Researchers in the lab of Matthew Waitkus, PhD, at the Preston Robert Tisch Brain Tumor Center have identified a promising new target for treating certain brain tumors, including IDH-mutant astrocytomas.
One important feature of cancer is that tumor cells can keep dividing forever. Normally, healthy cells stop dividing after a certain number of cycles. But cancer cells find ways to avoid this limit and continue growing.
Some brain tumors do this by using a special process called alternative lengthening of telomeres, or ALT.
Telomeres are protective caps at the ends of chromosomes, like the plastic tips of shoelaces that keep the laces from fraying. Over time, telomeres normally get shorter. But cancer cells that use ALT can rebuild their telomeres, allowing them to keep growing and dividing.

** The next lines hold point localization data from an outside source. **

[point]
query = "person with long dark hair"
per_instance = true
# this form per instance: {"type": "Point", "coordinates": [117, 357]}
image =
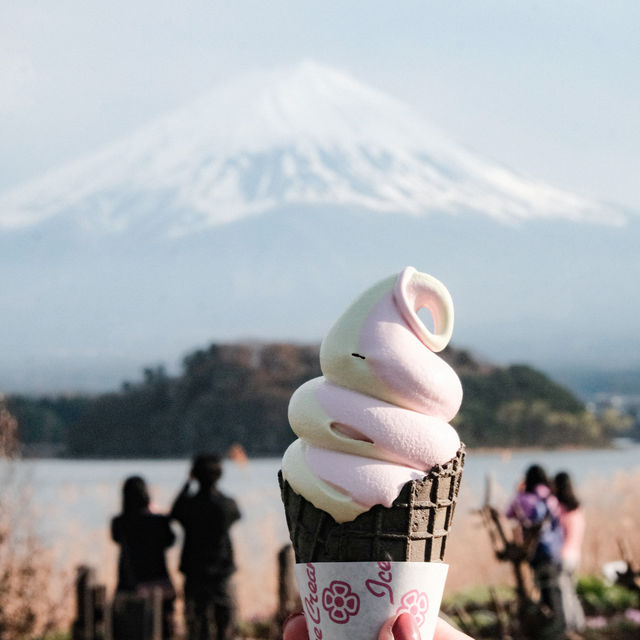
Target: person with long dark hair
{"type": "Point", "coordinates": [572, 521]}
{"type": "Point", "coordinates": [538, 513]}
{"type": "Point", "coordinates": [143, 537]}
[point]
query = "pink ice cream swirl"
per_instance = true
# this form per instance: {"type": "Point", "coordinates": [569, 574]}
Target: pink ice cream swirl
{"type": "Point", "coordinates": [379, 416]}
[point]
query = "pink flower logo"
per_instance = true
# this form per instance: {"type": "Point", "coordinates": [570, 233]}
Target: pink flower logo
{"type": "Point", "coordinates": [340, 602]}
{"type": "Point", "coordinates": [416, 603]}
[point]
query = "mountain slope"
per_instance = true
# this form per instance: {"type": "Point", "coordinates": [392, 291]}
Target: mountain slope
{"type": "Point", "coordinates": [309, 135]}
{"type": "Point", "coordinates": [261, 210]}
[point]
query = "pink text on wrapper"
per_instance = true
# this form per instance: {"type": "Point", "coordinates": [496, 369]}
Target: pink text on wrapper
{"type": "Point", "coordinates": [311, 604]}
{"type": "Point", "coordinates": [381, 587]}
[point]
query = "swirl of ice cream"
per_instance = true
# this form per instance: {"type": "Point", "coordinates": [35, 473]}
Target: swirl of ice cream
{"type": "Point", "coordinates": [379, 416]}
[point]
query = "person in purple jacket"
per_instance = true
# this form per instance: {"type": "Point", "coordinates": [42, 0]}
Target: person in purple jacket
{"type": "Point", "coordinates": [538, 513]}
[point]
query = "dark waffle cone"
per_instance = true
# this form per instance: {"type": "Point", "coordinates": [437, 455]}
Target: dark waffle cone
{"type": "Point", "coordinates": [413, 529]}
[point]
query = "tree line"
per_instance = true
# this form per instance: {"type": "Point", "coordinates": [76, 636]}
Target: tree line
{"type": "Point", "coordinates": [238, 394]}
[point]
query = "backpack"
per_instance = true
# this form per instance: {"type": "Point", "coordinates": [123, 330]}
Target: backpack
{"type": "Point", "coordinates": [543, 538]}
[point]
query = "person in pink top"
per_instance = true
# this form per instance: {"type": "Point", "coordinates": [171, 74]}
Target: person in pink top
{"type": "Point", "coordinates": [573, 524]}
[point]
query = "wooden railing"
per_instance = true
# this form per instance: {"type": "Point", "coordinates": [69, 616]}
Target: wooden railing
{"type": "Point", "coordinates": [132, 617]}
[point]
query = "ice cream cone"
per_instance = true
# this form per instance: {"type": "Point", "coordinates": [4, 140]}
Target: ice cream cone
{"type": "Point", "coordinates": [414, 529]}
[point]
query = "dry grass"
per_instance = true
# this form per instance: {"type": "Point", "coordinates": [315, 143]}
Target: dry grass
{"type": "Point", "coordinates": [612, 515]}
{"type": "Point", "coordinates": [30, 586]}
{"type": "Point", "coordinates": [39, 587]}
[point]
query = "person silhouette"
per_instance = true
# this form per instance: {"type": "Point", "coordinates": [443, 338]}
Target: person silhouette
{"type": "Point", "coordinates": [207, 553]}
{"type": "Point", "coordinates": [572, 521]}
{"type": "Point", "coordinates": [143, 537]}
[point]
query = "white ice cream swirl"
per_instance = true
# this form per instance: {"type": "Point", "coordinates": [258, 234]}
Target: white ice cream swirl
{"type": "Point", "coordinates": [378, 417]}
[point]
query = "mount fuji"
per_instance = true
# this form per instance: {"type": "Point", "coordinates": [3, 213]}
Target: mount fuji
{"type": "Point", "coordinates": [261, 209]}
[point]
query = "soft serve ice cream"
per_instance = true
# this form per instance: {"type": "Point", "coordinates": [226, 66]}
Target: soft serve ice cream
{"type": "Point", "coordinates": [378, 417]}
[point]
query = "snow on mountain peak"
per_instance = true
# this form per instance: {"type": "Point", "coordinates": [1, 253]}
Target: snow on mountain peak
{"type": "Point", "coordinates": [308, 134]}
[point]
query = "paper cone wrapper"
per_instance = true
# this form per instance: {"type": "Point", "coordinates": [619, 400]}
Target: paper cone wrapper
{"type": "Point", "coordinates": [351, 600]}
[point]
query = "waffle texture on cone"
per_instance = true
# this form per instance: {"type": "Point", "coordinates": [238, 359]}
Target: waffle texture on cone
{"type": "Point", "coordinates": [413, 529]}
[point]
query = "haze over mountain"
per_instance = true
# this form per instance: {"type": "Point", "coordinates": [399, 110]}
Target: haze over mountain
{"type": "Point", "coordinates": [260, 210]}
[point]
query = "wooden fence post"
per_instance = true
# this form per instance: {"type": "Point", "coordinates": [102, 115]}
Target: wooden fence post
{"type": "Point", "coordinates": [288, 596]}
{"type": "Point", "coordinates": [91, 607]}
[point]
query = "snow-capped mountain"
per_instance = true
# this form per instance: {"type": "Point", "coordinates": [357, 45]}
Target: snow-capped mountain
{"type": "Point", "coordinates": [309, 135]}
{"type": "Point", "coordinates": [262, 209]}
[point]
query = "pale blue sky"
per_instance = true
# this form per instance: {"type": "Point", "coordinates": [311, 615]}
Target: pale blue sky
{"type": "Point", "coordinates": [550, 88]}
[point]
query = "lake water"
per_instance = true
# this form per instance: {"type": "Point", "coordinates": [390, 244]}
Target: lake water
{"type": "Point", "coordinates": [75, 499]}
{"type": "Point", "coordinates": [81, 495]}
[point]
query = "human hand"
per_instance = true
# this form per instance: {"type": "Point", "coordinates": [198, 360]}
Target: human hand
{"type": "Point", "coordinates": [402, 627]}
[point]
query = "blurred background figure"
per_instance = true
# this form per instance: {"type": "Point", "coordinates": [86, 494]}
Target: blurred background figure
{"type": "Point", "coordinates": [572, 521]}
{"type": "Point", "coordinates": [538, 513]}
{"type": "Point", "coordinates": [207, 554]}
{"type": "Point", "coordinates": [143, 537]}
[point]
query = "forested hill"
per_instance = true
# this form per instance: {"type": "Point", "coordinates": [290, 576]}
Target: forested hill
{"type": "Point", "coordinates": [238, 393]}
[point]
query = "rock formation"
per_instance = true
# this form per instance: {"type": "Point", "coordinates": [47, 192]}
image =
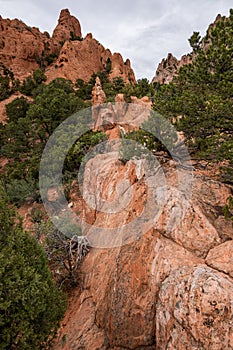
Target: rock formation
{"type": "Point", "coordinates": [23, 49]}
{"type": "Point", "coordinates": [158, 285]}
{"type": "Point", "coordinates": [168, 68]}
{"type": "Point", "coordinates": [68, 28]}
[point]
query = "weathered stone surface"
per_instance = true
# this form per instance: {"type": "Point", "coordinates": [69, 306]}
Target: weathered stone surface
{"type": "Point", "coordinates": [221, 258]}
{"type": "Point", "coordinates": [194, 310]}
{"type": "Point", "coordinates": [156, 292]}
{"type": "Point", "coordinates": [23, 49]}
{"type": "Point", "coordinates": [68, 27]}
{"type": "Point", "coordinates": [168, 68]}
{"type": "Point", "coordinates": [98, 95]}
{"type": "Point", "coordinates": [21, 45]}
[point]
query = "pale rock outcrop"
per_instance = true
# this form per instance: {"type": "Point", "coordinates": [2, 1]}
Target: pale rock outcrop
{"type": "Point", "coordinates": [161, 289]}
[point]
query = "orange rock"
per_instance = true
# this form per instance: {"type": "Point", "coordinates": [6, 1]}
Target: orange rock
{"type": "Point", "coordinates": [68, 28]}
{"type": "Point", "coordinates": [22, 49]}
{"type": "Point", "coordinates": [156, 292]}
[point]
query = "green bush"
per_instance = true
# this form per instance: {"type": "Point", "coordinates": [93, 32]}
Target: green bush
{"type": "Point", "coordinates": [31, 306]}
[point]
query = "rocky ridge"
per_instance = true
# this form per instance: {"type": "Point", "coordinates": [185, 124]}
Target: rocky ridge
{"type": "Point", "coordinates": [169, 67]}
{"type": "Point", "coordinates": [168, 287]}
{"type": "Point", "coordinates": [24, 48]}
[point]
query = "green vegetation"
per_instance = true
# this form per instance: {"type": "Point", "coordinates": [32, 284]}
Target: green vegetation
{"type": "Point", "coordinates": [31, 306]}
{"type": "Point", "coordinates": [201, 95]}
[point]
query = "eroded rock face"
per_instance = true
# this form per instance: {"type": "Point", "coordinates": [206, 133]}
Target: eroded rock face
{"type": "Point", "coordinates": [169, 67]}
{"type": "Point", "coordinates": [23, 49]}
{"type": "Point", "coordinates": [165, 289]}
{"type": "Point", "coordinates": [21, 46]}
{"type": "Point", "coordinates": [80, 59]}
{"type": "Point", "coordinates": [68, 27]}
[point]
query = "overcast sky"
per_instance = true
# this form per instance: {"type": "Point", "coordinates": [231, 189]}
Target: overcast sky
{"type": "Point", "coordinates": [143, 30]}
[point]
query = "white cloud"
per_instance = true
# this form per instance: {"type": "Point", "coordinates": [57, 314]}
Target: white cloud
{"type": "Point", "coordinates": [144, 31]}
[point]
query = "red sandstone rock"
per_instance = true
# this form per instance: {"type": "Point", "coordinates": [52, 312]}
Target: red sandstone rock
{"type": "Point", "coordinates": [156, 292]}
{"type": "Point", "coordinates": [68, 28]}
{"type": "Point", "coordinates": [22, 48]}
{"type": "Point", "coordinates": [169, 67]}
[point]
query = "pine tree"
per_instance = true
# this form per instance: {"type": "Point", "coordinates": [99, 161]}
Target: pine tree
{"type": "Point", "coordinates": [31, 307]}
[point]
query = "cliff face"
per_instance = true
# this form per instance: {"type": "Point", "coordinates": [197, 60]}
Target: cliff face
{"type": "Point", "coordinates": [168, 68]}
{"type": "Point", "coordinates": [165, 288]}
{"type": "Point", "coordinates": [22, 49]}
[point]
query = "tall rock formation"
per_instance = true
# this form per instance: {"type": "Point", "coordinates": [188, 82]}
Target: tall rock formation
{"type": "Point", "coordinates": [169, 67]}
{"type": "Point", "coordinates": [23, 49]}
{"type": "Point", "coordinates": [68, 27]}
{"type": "Point", "coordinates": [150, 283]}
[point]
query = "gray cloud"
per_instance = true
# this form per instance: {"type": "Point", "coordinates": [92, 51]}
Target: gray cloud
{"type": "Point", "coordinates": [144, 31]}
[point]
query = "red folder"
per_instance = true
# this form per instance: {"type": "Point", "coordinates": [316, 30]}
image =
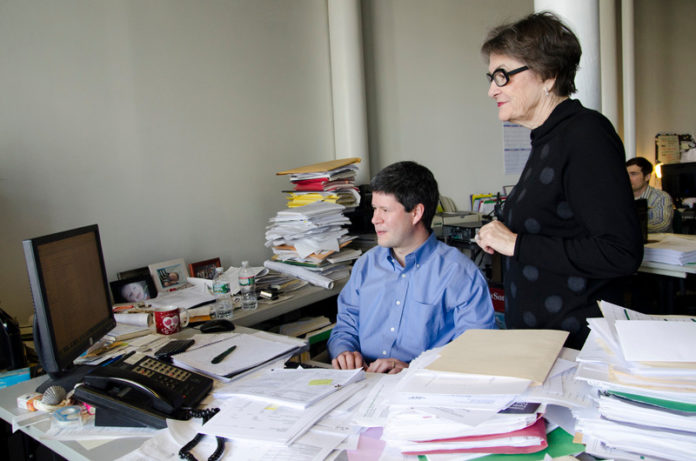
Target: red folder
{"type": "Point", "coordinates": [538, 429]}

Because ALT helps tumor cells survive, scientists believe it could be an important target for new treatments.
In this new study, the Waitkus lab discovered that glioma cells using ALT rely heavily on a DNA repair protein called SMARCAL1. This protein helps cells fix damage in their DNA.
When researchers disrupted SMARCAL1, the ALT-positive tumor cells were no longer able to repair their DNA properly and died.
Importantly, glioma cells that do not use ALT were largely unaffected by the loss of SMARCAL1. This finding suggests that therapies targeting SMARCAL1 may be able to specifically affect tumors that rely on the ALT pathway, while having less impact on tumors that use other mechanisms to grow.
This discovery reveals a new weakness in ALT-positive gliomas and may help guide the development of future targeted therapies for patients with brain tumors.
The research was published in the journal Neuro-Oncology.